先日のパナマ戦ではハットトリックを達成した菅澤(左)。写真:金子拓弥(サッカーダイジェスト写真部)

 2021年、日本の女子サッカーは新たな時代に突入する。

 2020東京オリンピックは3か月後に迫り、この秋には女子プロサッカーリーグ『WEリーグ』が誕生する。なでしこたちはきたるべき時に備えて、コロナ禍という難しい状況のなか、ひたすら前を向き、準備を進めている。

 節目を迎えるこの時だからこそ、これからWEリーガーとなる選手たちの声に耳を傾けてみたい。彼女たちが語る、なでしこサッカーの未来とはいかなるものか。

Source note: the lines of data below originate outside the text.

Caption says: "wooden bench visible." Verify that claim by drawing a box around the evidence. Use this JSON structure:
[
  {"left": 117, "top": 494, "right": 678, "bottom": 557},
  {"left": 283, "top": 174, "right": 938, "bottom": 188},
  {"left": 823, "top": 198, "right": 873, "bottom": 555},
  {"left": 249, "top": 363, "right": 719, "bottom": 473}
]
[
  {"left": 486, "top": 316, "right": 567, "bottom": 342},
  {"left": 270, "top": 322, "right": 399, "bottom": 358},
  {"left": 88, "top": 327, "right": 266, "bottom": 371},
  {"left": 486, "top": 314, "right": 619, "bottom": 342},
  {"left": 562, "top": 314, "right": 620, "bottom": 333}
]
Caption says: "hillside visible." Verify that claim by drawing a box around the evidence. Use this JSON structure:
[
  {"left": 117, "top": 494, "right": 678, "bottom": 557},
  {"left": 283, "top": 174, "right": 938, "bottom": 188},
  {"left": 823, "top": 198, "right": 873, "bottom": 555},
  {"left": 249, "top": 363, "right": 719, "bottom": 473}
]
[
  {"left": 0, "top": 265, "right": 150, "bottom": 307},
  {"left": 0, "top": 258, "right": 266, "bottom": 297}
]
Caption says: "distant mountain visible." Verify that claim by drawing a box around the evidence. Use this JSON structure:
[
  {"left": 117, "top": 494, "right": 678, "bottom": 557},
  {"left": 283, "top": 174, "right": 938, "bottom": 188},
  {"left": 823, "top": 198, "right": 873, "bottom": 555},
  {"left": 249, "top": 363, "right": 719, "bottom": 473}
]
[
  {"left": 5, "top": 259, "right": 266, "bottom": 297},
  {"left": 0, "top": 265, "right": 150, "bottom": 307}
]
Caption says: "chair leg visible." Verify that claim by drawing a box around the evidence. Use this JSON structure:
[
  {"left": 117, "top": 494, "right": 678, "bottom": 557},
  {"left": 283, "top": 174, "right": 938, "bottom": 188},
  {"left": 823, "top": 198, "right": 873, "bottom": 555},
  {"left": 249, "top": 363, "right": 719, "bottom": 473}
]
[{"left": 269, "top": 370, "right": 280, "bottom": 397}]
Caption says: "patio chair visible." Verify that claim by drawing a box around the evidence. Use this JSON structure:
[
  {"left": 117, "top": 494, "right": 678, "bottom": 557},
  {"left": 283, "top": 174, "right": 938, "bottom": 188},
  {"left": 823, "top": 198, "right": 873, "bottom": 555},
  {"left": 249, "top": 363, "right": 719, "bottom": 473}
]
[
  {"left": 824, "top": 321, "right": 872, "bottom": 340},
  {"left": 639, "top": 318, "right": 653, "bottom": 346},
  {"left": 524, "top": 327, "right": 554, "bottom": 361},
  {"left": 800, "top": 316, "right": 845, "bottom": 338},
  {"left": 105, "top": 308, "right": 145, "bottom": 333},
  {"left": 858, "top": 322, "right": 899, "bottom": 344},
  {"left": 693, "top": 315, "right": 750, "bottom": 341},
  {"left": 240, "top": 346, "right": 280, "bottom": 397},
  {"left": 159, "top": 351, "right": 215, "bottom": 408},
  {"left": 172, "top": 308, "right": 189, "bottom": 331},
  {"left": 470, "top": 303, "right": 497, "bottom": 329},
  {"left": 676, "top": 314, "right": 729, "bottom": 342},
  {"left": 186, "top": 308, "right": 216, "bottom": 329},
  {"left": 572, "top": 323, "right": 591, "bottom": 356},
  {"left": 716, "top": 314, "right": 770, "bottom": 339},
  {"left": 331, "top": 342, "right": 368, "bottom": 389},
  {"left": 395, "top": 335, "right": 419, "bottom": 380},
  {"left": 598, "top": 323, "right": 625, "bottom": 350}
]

 記念すべき第1回は、菅澤優衣香選手が登場。昨シーズンは出場試合数(16試合)を上回る17ゴールを挙げ、5年ぶりの得点王(3回目)に輝き、最優秀選手にも選ばれた。浦和レッドダイヤモンズレディース(現『三菱重工浦和レッズレディース』)の優勝を引き寄せた立役者だ。先日行なわれたなでしこジャパンの親善試合ではパナマを相手にハットトリックを達成するなど、絶好調のエースに今の気持ちを聞いた。

※取材は3月に実施
――まず、昨シーズンを振り返って。一年を通じて素晴らしいパフォーマンスに見えました。ご自身で振り返って、特に印象に残っている試合やシーンはありますか。

 試合であげるとすれば、ホームの INAC神戸レオネッサ戦(第11節、○4-1)がベストゲームかなと思います。チームとしては浦和レッズらしいサッカーができて、私自身も流れの中で点を取ることができた。 神戸という強豪チームを相手に3点取れたことと、FWとして、相手のGKと1対1の場面で、駆け引きをしながらシュートコースを見つけて、決めきることができたので、印象に残っています。今まで自分がプレーしてきた中でも上位に入るくらい、キーパーとの1対1は冷静に対処できました。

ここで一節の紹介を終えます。